Border tax uncertainty concerns Canadian oil producers

 

(Calgary Herald; Feb. 5) - Energy companies are set to release their latest earnings reports, offering a snapshot of the industry’s financial health amid investor fears that a proposed U.S. border tax would punish Alberta’s oil and gas industry. Ryan Lance, CEO of ConocoPhillips, said in a recent call with analysts that there is “a lot of uncertainty on the border adjustment tax and its potential impact on how crude and other products move across the border. There’s a little bit to be seen yet, what that means.”

 

ConocoPhillips hit record production at its Alberta oil sands operations in the last three months of 2016, averaging 213,000 barrels of oil per day. “Does it get exempted, or how are the details of that going to unfold?” Lance asked. “We’re watching it closely.” The border tax, proposed by U.S. House Republicans, would raise the costs of imports into the U.S. The protectionist measure, part of a suite of tax changes that would also slash the corporate tax rate, is designed to bolster U.S. manufacturing by deterring imports.

 

“Given that Canada sends about 3 million barrels of oil per day to the U.S., its industry could get slammed,” Michael Gregory and Sal Guatieri, economists at BMO Capital Markets, said in a recent report. “The Canadian price of oil would fall, while the U.S. price would rise. … The uncertainty about the tax impact would delay investments by Canadian producers.” The authors added, “The U.S. remains highly dependent on Canadian crude and U.S. consumers would likely balk at paying higher gasoline prices.”

 

 

BP says it needs $60 oil this year to cover spending and dividends

 

(Reuters; Feb. 7) - BP raised the oil price it says it needs to cover its costs and pay shareholder dividends this year to $60 a barrel due to higher spending following a string of investments.
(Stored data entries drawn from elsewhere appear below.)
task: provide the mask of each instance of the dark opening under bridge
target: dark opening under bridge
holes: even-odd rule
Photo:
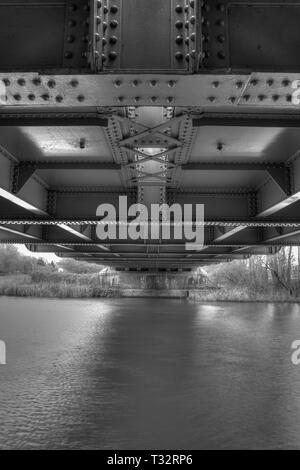
[[[299,23],[294,0],[0,0],[0,241],[143,270],[299,245]],[[120,195],[204,204],[205,246],[99,242]]]

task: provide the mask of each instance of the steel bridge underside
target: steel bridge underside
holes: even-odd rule
[[[300,245],[300,2],[0,0],[0,243],[121,269]],[[204,204],[205,245],[97,207]]]

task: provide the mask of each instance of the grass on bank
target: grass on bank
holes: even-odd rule
[[[114,297],[116,291],[101,288],[99,276],[36,272],[0,277],[0,295],[59,299]]]
[[[127,293],[129,291],[127,289]],[[30,275],[0,276],[0,296],[89,299],[120,297],[121,293],[118,289],[101,287],[97,274],[49,273],[40,270]],[[190,290],[188,298],[195,302],[300,302],[299,298],[272,286],[255,291],[245,287]]]
[[[300,302],[300,298],[271,287],[261,291],[245,287],[195,290],[189,292],[189,299],[195,302]]]

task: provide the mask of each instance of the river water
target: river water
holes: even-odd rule
[[[0,298],[1,449],[300,449],[296,304]]]

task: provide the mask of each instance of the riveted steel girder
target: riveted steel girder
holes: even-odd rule
[[[300,73],[45,75],[0,73],[3,109],[173,106],[238,110],[299,108]]]

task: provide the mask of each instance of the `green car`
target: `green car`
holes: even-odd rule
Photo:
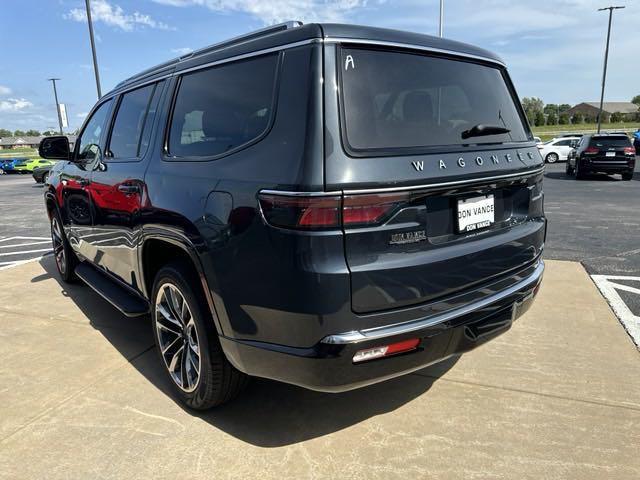
[[[55,165],[56,162],[51,160],[43,160],[42,158],[21,159],[14,164],[13,171],[17,173],[31,173],[38,167],[47,165]]]

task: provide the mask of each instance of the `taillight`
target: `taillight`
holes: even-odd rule
[[[342,205],[342,223],[345,227],[379,224],[408,199],[407,193],[346,195]]]
[[[585,148],[585,150],[584,150],[584,153],[586,153],[586,154],[590,154],[590,155],[592,155],[592,154],[594,154],[594,153],[598,153],[598,152],[600,152],[600,150],[598,149],[598,147],[587,147],[587,148]]]
[[[389,345],[381,345],[379,347],[367,348],[366,350],[359,350],[353,356],[353,363],[366,362],[367,360],[374,360],[376,358],[390,357],[392,355],[398,355],[399,353],[410,352],[418,348],[419,344],[419,338],[412,338],[410,340],[403,340]]]
[[[335,196],[259,195],[262,214],[269,224],[299,230],[340,227],[341,198]]]
[[[306,196],[260,193],[260,208],[273,226],[296,230],[330,230],[377,225],[409,199],[407,193]]]
[[[635,147],[624,147],[624,154],[625,155],[635,155],[636,154],[636,148]]]

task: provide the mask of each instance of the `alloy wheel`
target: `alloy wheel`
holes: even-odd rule
[[[56,258],[58,271],[64,275],[67,270],[67,258],[64,251],[64,241],[62,239],[62,228],[58,217],[51,220],[51,243],[53,244],[53,254]]]
[[[165,366],[175,384],[193,392],[200,382],[201,357],[198,331],[184,296],[171,283],[158,290],[155,326]]]
[[[547,155],[547,162],[548,163],[556,163],[557,161],[558,161],[558,154],[550,153],[549,155]]]

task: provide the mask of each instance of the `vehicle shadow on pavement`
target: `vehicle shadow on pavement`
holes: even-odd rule
[[[320,393],[276,381],[254,378],[238,398],[210,411],[183,407],[173,395],[153,348],[149,317],[127,318],[81,282],[62,282],[53,256],[40,260],[45,272],[32,282],[54,278],[98,330],[159,391],[189,415],[259,447],[280,447],[322,437],[368,418],[392,412],[428,392],[459,357],[451,357],[405,375],[344,393]],[[160,414],[160,412],[158,412]]]

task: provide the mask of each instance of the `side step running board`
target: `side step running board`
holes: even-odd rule
[[[82,262],[76,267],[76,275],[95,292],[127,317],[149,313],[149,303],[110,280],[106,275]]]

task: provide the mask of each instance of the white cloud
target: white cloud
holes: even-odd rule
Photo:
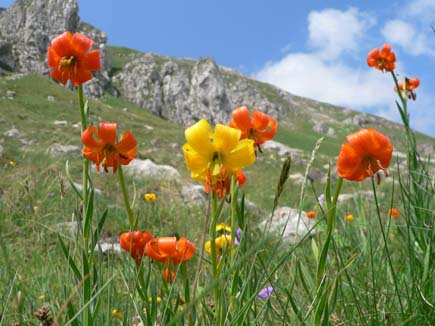
[[[374,18],[356,8],[346,11],[325,9],[308,15],[309,44],[324,58],[335,59],[355,51]]]
[[[381,72],[358,71],[317,54],[289,54],[268,63],[255,77],[292,94],[353,108],[385,105],[394,97],[388,76]]]
[[[387,42],[399,45],[411,55],[435,56],[435,51],[430,48],[426,35],[417,33],[414,25],[408,22],[398,19],[390,20],[385,23],[381,33]]]
[[[425,23],[433,23],[435,19],[435,0],[413,0],[402,7],[405,16],[418,18]]]

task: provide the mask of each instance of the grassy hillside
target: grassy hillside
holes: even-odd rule
[[[109,53],[114,67],[113,74],[116,74],[126,62],[139,55],[130,49],[118,47],[109,47]],[[162,56],[159,60],[163,62],[166,59]],[[186,60],[185,63],[189,64],[189,61]],[[231,82],[231,76],[228,77],[227,82]],[[274,87],[253,80],[250,82],[270,99],[278,96]],[[358,129],[354,125],[344,125],[339,121],[351,118],[357,113],[303,98],[296,98],[296,100],[296,105],[289,107],[287,113],[280,118],[275,140],[302,150],[300,155],[293,157],[290,173],[303,175],[316,141],[323,136],[313,131],[313,119],[329,116],[336,121],[332,124],[335,135],[324,138],[312,163],[312,168],[326,175],[329,163],[334,171],[335,159],[345,135]],[[132,177],[127,174],[130,195],[135,194],[134,210],[138,214],[139,228],[156,234],[177,232],[199,243],[202,232],[200,226],[206,216],[206,207],[191,205],[182,193],[183,185],[195,183],[190,179],[182,156],[181,147],[185,142],[184,128],[162,120],[121,98],[105,96],[99,100],[90,100],[89,105],[91,123],[116,121],[119,135],[124,130],[132,130],[138,140],[138,158],[149,158],[157,164],[173,166],[181,175],[180,180],[160,180]],[[65,164],[69,162],[72,178],[80,183],[81,155],[76,152],[53,156],[48,153],[48,149],[54,143],[75,145],[79,148],[82,145],[80,128],[76,125],[79,122],[77,94],[59,86],[46,76],[1,77],[0,110],[0,145],[3,148],[0,157],[0,234],[2,237],[0,279],[6,280],[0,284],[0,297],[3,298],[3,302],[8,303],[9,309],[4,311],[10,311],[9,316],[17,316],[21,311],[28,313],[29,306],[34,307],[42,302],[49,302],[59,308],[63,304],[62,300],[67,297],[64,295],[62,299],[60,293],[71,290],[68,288],[66,291],[64,285],[65,279],[70,275],[66,272],[67,267],[58,245],[57,234],[60,233],[70,241],[75,237],[68,223],[75,220],[77,216],[77,197],[68,185]],[[373,127],[377,127],[391,138],[395,150],[406,152],[405,139],[400,126],[384,121],[379,126]],[[20,135],[7,136],[6,132],[12,128],[16,128]],[[434,142],[432,138],[421,134],[417,134],[417,141],[432,144]],[[246,199],[259,208],[256,213],[248,213],[253,236],[259,235],[256,229],[258,222],[270,214],[284,158],[274,150],[265,150],[258,156],[256,164],[246,170],[248,181],[243,188]],[[398,175],[396,163],[402,163],[403,160],[399,158],[399,162],[396,162],[394,159],[394,163],[391,164],[390,172],[395,178]],[[94,185],[101,190],[101,194],[97,195],[96,215],[101,216],[106,208],[109,209],[103,238],[116,241],[120,232],[128,229],[117,175],[95,173],[94,168],[91,169]],[[325,183],[319,178],[311,187],[308,182],[305,196],[301,200],[302,185],[292,180],[296,179],[291,179],[286,184],[280,198],[280,205],[300,207],[303,210],[315,209],[316,197],[324,191]],[[391,181],[392,178],[389,180]],[[370,182],[345,183],[342,193],[352,194],[370,189]],[[397,199],[397,190],[395,195],[391,195],[392,182],[384,182],[377,191],[381,198],[381,210],[386,211],[391,198]],[[143,194],[149,192],[157,194],[156,205],[143,200]],[[364,198],[349,200],[342,203],[339,208],[340,216],[346,211],[353,211],[355,215],[361,217],[358,229],[350,229],[343,225],[343,222],[339,222],[339,228],[344,233],[337,235],[334,246],[346,250],[350,248],[344,258],[349,261],[354,259],[352,257],[356,257],[353,256],[354,254],[359,255],[352,249],[358,246],[358,241],[364,243],[366,253],[369,250],[364,230],[367,231],[373,221],[367,218],[368,213],[365,209],[374,212],[375,206],[373,202],[366,201]],[[227,216],[228,212],[225,211],[223,215]],[[323,230],[322,226],[319,228]],[[346,238],[346,232],[353,232],[353,236]],[[392,231],[393,234],[397,232],[397,230]],[[397,240],[394,241],[397,244]],[[198,247],[200,246],[201,244],[198,244]],[[291,253],[293,254],[293,251]],[[300,275],[306,275],[301,268],[314,269],[312,256],[316,255],[315,245],[309,242],[302,244],[299,255],[292,256],[293,260],[287,262],[285,271],[290,273],[299,269]],[[382,261],[382,257],[377,258]],[[102,260],[109,262],[107,266],[105,265],[107,269],[102,273],[116,276],[116,284],[111,291],[119,298],[114,299],[113,306],[123,305],[123,300],[129,298],[131,293],[123,289],[128,273],[120,266],[128,263],[128,257],[108,256],[103,257]],[[305,262],[304,267],[298,265],[301,260]],[[278,264],[276,261],[270,264],[273,267],[275,263]],[[366,260],[361,260],[356,264],[359,268],[363,268],[366,263]],[[276,281],[286,284],[287,279],[283,278],[283,272],[280,273]],[[355,282],[364,284],[363,276],[358,277],[361,278]],[[313,282],[313,279],[309,282]],[[296,286],[294,291],[301,297],[305,296],[304,287]],[[17,299],[19,295],[22,296],[21,299]],[[41,295],[44,298],[38,299]],[[309,303],[304,302],[304,304]],[[109,306],[110,304],[107,304],[106,308],[111,307]],[[285,311],[282,307],[276,309]],[[30,320],[31,317],[23,317],[24,322],[33,325]]]

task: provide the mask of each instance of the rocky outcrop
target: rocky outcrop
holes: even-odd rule
[[[127,63],[113,80],[127,100],[182,125],[201,118],[212,124],[228,121],[239,105],[259,107],[274,117],[282,110],[252,80],[211,58],[175,60],[147,53]]]
[[[17,0],[0,11],[0,70],[48,74],[47,47],[65,31],[82,32],[102,52],[102,67],[85,88],[87,95],[101,96],[109,87],[110,62],[104,50],[106,34],[83,23],[77,0]]]

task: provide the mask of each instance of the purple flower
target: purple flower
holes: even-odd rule
[[[257,298],[261,299],[261,300],[266,300],[267,298],[269,298],[272,293],[273,293],[274,289],[271,286],[262,288],[258,294],[257,294]]]
[[[50,192],[48,193],[48,196],[50,196],[50,197],[54,197],[54,195],[55,195],[55,193],[54,193],[53,191],[50,191]]]
[[[240,246],[240,238],[242,236],[242,230],[240,228],[237,228],[236,230],[236,237],[234,239],[234,245]]]

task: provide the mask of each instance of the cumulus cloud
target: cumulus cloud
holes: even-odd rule
[[[358,71],[310,53],[291,53],[268,63],[255,77],[293,94],[348,107],[383,105],[394,96],[379,71]]]
[[[419,21],[433,23],[435,20],[435,0],[413,0],[402,8],[404,16],[418,18]]]
[[[312,11],[308,15],[308,42],[319,56],[335,59],[343,52],[357,50],[365,31],[374,22],[373,17],[356,8]]]
[[[254,74],[254,78],[295,95],[400,122],[391,76],[368,68],[364,60],[366,53],[361,53],[361,44],[364,44],[367,35],[373,35],[370,29],[374,27],[374,22],[373,17],[354,8],[311,12],[307,40],[311,51],[287,52],[282,59],[266,63]],[[427,40],[421,36],[419,27],[413,23],[394,19],[383,26],[376,26],[376,29],[377,34],[387,42],[400,46],[410,54],[429,53],[435,56]],[[349,61],[349,53],[357,55],[357,65]],[[402,62],[397,62],[396,70],[405,70]],[[430,92],[425,94],[420,88],[417,94],[418,100],[409,104],[412,107],[412,127],[433,135],[434,123],[430,112],[435,108],[435,97]]]
[[[399,19],[390,20],[385,23],[381,33],[387,42],[399,45],[411,55],[435,56],[426,34],[417,33],[416,27],[411,23]]]

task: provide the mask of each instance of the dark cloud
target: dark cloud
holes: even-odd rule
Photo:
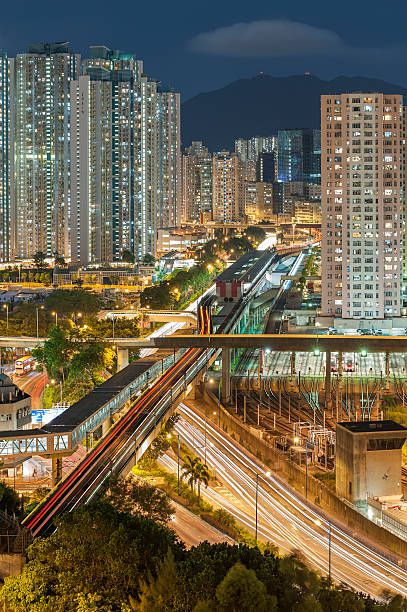
[[[357,49],[331,30],[288,20],[235,23],[197,34],[192,51],[227,57],[293,57],[298,55],[376,55],[376,49]]]

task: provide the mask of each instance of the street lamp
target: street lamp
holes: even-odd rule
[[[6,324],[6,327],[7,327],[7,329],[8,329],[8,304],[4,304],[4,305],[3,305],[3,308],[5,308],[5,309],[6,309],[6,317],[7,317],[7,324]]]
[[[55,317],[55,325],[58,325],[58,313],[53,311],[51,312],[52,316]]]
[[[35,310],[36,310],[36,313],[37,313],[37,338],[38,338],[39,337],[39,332],[38,332],[38,328],[39,328],[39,325],[38,325],[38,311],[39,310],[44,310],[44,306],[40,306],[39,308],[37,307]]]
[[[266,472],[266,476],[271,476],[271,472]],[[254,535],[254,541],[257,544],[257,515],[258,515],[258,500],[259,500],[259,476],[260,474],[256,472],[256,530]]]

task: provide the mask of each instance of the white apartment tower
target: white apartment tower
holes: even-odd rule
[[[381,93],[321,98],[323,315],[400,314],[402,104]]]
[[[70,255],[70,82],[79,62],[67,43],[30,45],[10,61],[13,259]]]

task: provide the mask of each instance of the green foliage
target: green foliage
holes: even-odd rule
[[[171,602],[177,589],[177,566],[171,549],[158,564],[157,577],[149,576],[140,583],[140,603],[136,607],[139,612],[163,612],[172,610]]]
[[[19,504],[20,500],[14,489],[9,487],[4,481],[0,481],[0,510],[16,512]]]
[[[117,509],[139,514],[158,523],[168,523],[174,513],[169,496],[140,478],[113,478],[109,483],[108,501]]]
[[[182,478],[188,480],[191,491],[195,485],[198,485],[198,505],[201,498],[201,484],[208,486],[210,473],[208,466],[199,459],[199,457],[185,457],[185,464],[182,468]]]
[[[43,268],[45,263],[46,254],[42,251],[37,251],[33,257],[34,266],[36,268]]]
[[[335,488],[335,473],[334,472],[315,472],[314,478],[325,483],[328,487]]]
[[[134,253],[126,249],[123,251],[122,259],[128,264],[134,264]]]
[[[146,467],[151,461],[155,463],[157,459],[162,457],[170,448],[172,442],[171,432],[174,429],[174,425],[178,419],[179,414],[175,413],[161,425],[160,433],[155,437],[149,449],[143,455],[141,464],[144,467]]]
[[[257,225],[249,225],[249,227],[244,230],[243,234],[251,243],[260,243],[266,238],[265,230]]]
[[[219,612],[273,612],[276,610],[275,597],[267,594],[266,587],[240,561],[230,568],[216,589]]]
[[[92,604],[120,612],[130,609],[139,582],[168,549],[180,554],[183,546],[154,521],[106,502],[85,506],[60,518],[49,538],[34,541],[22,574],[5,580],[1,599],[16,612],[77,612],[79,603],[86,611]]]
[[[405,612],[330,584],[292,554],[203,542],[189,550],[174,533],[108,502],[63,515],[58,529],[28,549],[0,602],[14,612]]]
[[[146,253],[143,257],[143,264],[146,266],[155,264],[155,257],[151,253]]]
[[[85,289],[55,289],[47,295],[45,304],[49,310],[57,312],[58,316],[65,317],[71,317],[75,312],[96,314],[101,307],[98,295]]]
[[[50,378],[63,378],[68,372],[68,363],[72,354],[72,343],[59,326],[51,327],[49,339],[44,346],[35,348],[34,359],[43,363]]]

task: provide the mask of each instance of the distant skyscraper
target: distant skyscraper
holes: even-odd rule
[[[10,62],[13,258],[69,256],[70,82],[67,43],[30,45]]]
[[[235,153],[238,155],[240,161],[245,162],[248,160],[247,140],[244,138],[236,138]]]
[[[189,147],[185,147],[184,153],[195,157],[209,157],[209,149],[201,140],[193,140]]]
[[[212,212],[212,158],[202,142],[194,142],[182,156],[183,220],[199,221]]]
[[[400,314],[402,103],[381,93],[322,96],[323,314]]]
[[[9,88],[7,53],[0,50],[0,261],[10,258]]]
[[[293,129],[278,133],[279,181],[318,184],[320,157],[319,130]]]
[[[242,221],[245,210],[244,167],[236,153],[221,151],[212,160],[213,220]]]
[[[259,153],[256,163],[256,180],[261,183],[274,183],[276,180],[274,152]]]

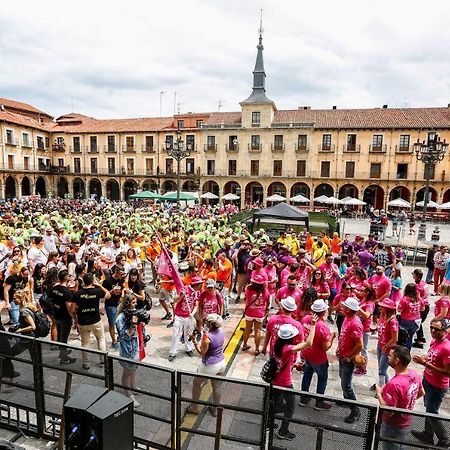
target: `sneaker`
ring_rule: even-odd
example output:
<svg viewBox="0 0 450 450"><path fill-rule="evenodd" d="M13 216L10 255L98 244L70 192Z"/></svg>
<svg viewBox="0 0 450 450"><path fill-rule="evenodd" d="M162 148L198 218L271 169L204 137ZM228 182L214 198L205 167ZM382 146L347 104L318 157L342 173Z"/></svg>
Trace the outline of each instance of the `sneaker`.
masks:
<svg viewBox="0 0 450 450"><path fill-rule="evenodd" d="M140 403L136 400L136 398L134 397L133 394L129 395L128 398L129 398L130 400L133 400L133 405L134 405L135 408L138 408L138 407L139 407Z"/></svg>
<svg viewBox="0 0 450 450"><path fill-rule="evenodd" d="M367 375L367 370L361 369L361 368L355 369L353 371L353 375L355 375L355 377L359 377L359 376L362 376L362 375Z"/></svg>
<svg viewBox="0 0 450 450"><path fill-rule="evenodd" d="M376 383L374 383L374 384L372 384L372 386L370 386L370 390L371 390L372 392L375 392L376 388L377 388Z"/></svg>
<svg viewBox="0 0 450 450"><path fill-rule="evenodd" d="M171 313L167 313L164 317L161 317L161 320L170 320L172 318Z"/></svg>
<svg viewBox="0 0 450 450"><path fill-rule="evenodd" d="M223 320L228 320L230 317L231 317L231 316L230 316L230 313L225 313L225 314L223 315Z"/></svg>
<svg viewBox="0 0 450 450"><path fill-rule="evenodd" d="M172 322L167 324L166 328L172 328L172 327L173 327L173 320L172 320Z"/></svg>
<svg viewBox="0 0 450 450"><path fill-rule="evenodd" d="M234 303L236 303L236 305L238 305L241 302L241 299L239 297L236 297L236 299L234 300Z"/></svg>
<svg viewBox="0 0 450 450"><path fill-rule="evenodd" d="M289 430L284 431L280 429L278 430L277 436L278 439L283 439L286 441L292 441L292 439L295 439L295 434L291 433Z"/></svg>
<svg viewBox="0 0 450 450"><path fill-rule="evenodd" d="M60 364L63 366L66 364L73 364L76 360L77 358L71 358L70 356L68 356L67 358L61 359Z"/></svg>
<svg viewBox="0 0 450 450"><path fill-rule="evenodd" d="M438 441L436 447L448 450L450 448L450 441Z"/></svg>
<svg viewBox="0 0 450 450"><path fill-rule="evenodd" d="M423 348L423 344L421 344L420 342L417 342L417 341L413 342L412 346L414 348Z"/></svg>
<svg viewBox="0 0 450 450"><path fill-rule="evenodd" d="M322 402L316 403L316 405L314 406L314 409L316 411L328 411L332 407L333 407L333 403L322 401Z"/></svg>
<svg viewBox="0 0 450 450"><path fill-rule="evenodd" d="M59 350L57 345L50 345L50 350Z"/></svg>
<svg viewBox="0 0 450 450"><path fill-rule="evenodd" d="M426 431L411 431L411 434L425 444L434 445L434 439Z"/></svg>
<svg viewBox="0 0 450 450"><path fill-rule="evenodd" d="M84 370L91 370L91 365L89 363L83 363L83 369Z"/></svg>
<svg viewBox="0 0 450 450"><path fill-rule="evenodd" d="M298 402L298 404L300 406L306 406L310 401L311 399L309 397L300 397L300 401Z"/></svg>
<svg viewBox="0 0 450 450"><path fill-rule="evenodd" d="M172 362L175 358L177 357L177 355L169 355L169 361Z"/></svg>
<svg viewBox="0 0 450 450"><path fill-rule="evenodd" d="M352 411L345 419L345 423L355 423L361 418L361 412L359 409L357 411Z"/></svg>
<svg viewBox="0 0 450 450"><path fill-rule="evenodd" d="M180 342L184 344L184 334L181 335Z"/></svg>
<svg viewBox="0 0 450 450"><path fill-rule="evenodd" d="M327 317L327 322L331 323L331 325L333 325L334 324L334 319L331 316L328 316Z"/></svg>
<svg viewBox="0 0 450 450"><path fill-rule="evenodd" d="M186 352L186 355L188 355L189 358L192 358L194 356L194 352L192 350L189 350L188 352Z"/></svg>
<svg viewBox="0 0 450 450"><path fill-rule="evenodd" d="M118 343L118 342L113 342L113 343L111 344L111 348L114 349L114 350L118 350L118 348L119 348L119 343Z"/></svg>
<svg viewBox="0 0 450 450"><path fill-rule="evenodd" d="M12 374L11 376L10 376L10 375L2 374L2 380L6 379L6 378L12 380L13 378L17 378L17 377L20 377L20 372L14 371L13 374Z"/></svg>

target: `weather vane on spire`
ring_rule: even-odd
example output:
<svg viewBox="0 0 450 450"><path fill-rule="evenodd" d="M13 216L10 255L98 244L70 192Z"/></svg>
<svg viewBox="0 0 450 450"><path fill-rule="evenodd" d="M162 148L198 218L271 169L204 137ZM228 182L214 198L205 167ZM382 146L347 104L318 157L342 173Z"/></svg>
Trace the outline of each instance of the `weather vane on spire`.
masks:
<svg viewBox="0 0 450 450"><path fill-rule="evenodd" d="M261 18L260 18L260 20L259 20L259 34L260 35L262 35L263 33L264 33L264 28L263 28L263 26L262 26L262 8L261 8Z"/></svg>

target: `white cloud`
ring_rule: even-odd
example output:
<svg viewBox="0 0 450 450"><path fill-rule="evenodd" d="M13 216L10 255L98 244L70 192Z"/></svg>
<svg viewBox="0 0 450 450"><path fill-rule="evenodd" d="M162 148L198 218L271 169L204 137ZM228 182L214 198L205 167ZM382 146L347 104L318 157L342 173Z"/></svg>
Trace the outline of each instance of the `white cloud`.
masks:
<svg viewBox="0 0 450 450"><path fill-rule="evenodd" d="M98 118L239 110L264 9L278 108L443 106L449 2L17 0L0 10L0 96ZM441 25L444 24L444 25Z"/></svg>

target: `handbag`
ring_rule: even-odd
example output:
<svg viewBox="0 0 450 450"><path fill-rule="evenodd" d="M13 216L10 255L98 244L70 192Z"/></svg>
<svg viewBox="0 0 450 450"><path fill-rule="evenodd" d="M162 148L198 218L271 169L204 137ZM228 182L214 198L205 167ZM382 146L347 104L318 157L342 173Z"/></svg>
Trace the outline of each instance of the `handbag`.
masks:
<svg viewBox="0 0 450 450"><path fill-rule="evenodd" d="M353 358L353 362L355 363L356 367L366 367L367 365L367 358L363 355L356 355Z"/></svg>
<svg viewBox="0 0 450 450"><path fill-rule="evenodd" d="M278 375L279 372L281 372L289 363L288 361L283 364L281 367L278 367L276 359L271 356L262 366L261 368L261 379L265 381L266 383L273 383L273 380Z"/></svg>

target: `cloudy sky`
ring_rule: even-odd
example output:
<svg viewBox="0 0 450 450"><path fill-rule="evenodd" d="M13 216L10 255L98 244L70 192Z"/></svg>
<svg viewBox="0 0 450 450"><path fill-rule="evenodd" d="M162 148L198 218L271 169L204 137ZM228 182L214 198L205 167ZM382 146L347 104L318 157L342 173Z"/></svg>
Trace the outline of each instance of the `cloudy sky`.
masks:
<svg viewBox="0 0 450 450"><path fill-rule="evenodd" d="M263 9L279 109L446 106L448 0L15 0L0 9L0 97L58 116L238 111ZM164 94L161 95L161 92Z"/></svg>

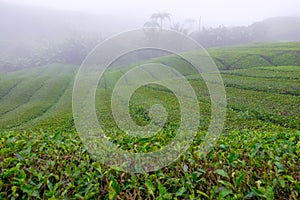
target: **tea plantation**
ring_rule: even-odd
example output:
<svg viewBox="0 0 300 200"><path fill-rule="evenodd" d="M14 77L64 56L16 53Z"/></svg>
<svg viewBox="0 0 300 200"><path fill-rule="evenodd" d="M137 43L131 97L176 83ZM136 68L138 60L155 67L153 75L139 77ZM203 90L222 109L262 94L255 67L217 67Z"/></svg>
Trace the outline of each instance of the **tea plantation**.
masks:
<svg viewBox="0 0 300 200"><path fill-rule="evenodd" d="M220 69L227 96L217 144L205 157L198 154L210 121L210 96L197 75L186 74L199 101L198 131L174 163L145 174L109 168L82 144L72 115L79 66L52 64L0 74L0 199L299 199L300 43L208 52ZM186 67L174 56L145 62ZM99 83L100 124L123 150L164 147L180 122L176 97L157 85L139 88L130 104L138 124L149 122L153 103L162 103L169 117L151 138L128 136L110 113L109 93L123 74L124 69L112 69Z"/></svg>

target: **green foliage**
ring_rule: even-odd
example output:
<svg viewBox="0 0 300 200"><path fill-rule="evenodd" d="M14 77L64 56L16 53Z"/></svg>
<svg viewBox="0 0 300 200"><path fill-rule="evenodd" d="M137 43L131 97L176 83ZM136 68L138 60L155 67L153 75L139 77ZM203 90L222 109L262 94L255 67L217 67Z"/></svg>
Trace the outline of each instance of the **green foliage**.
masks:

After the market’s average oil price fell to its lowest in 12 years at $44 a barrel last year, BP said it expected prices to have found a floor for this year at $50 a barrel following a decision by major OPEC and non-OPEC producers to limit output.

 

The company had previously targeted its breakeven oil price of $50 to $55. The new $60 target reflects an uptick in planned spending to $16 billion to $17 billion from $16 billion in 2016. "BP is not covering their dividend and they raised their cash breakeven point quite considerably," said Macquarie equities analyst Iain Reid. "They are having to pay for what they bought and they are the only company that actually raised their breakeven number," he said.

 

BP has been on a spending spree in recent months, including in Eni's giant Zohr offshore gas field in Egypt, contracts in Abu Dhabi and Azerbaijan and a stake in exploration areas off Mauritania and Senegal. The burst in activity marks a return to growth for the company whose deadly 2010 rig explosion in the Gulf of Mexico forced it to sell assets worth billions of dollars. But the growth also means higher costs. BP hopes to add 800,000 barrels per day of new production by the end of the decade.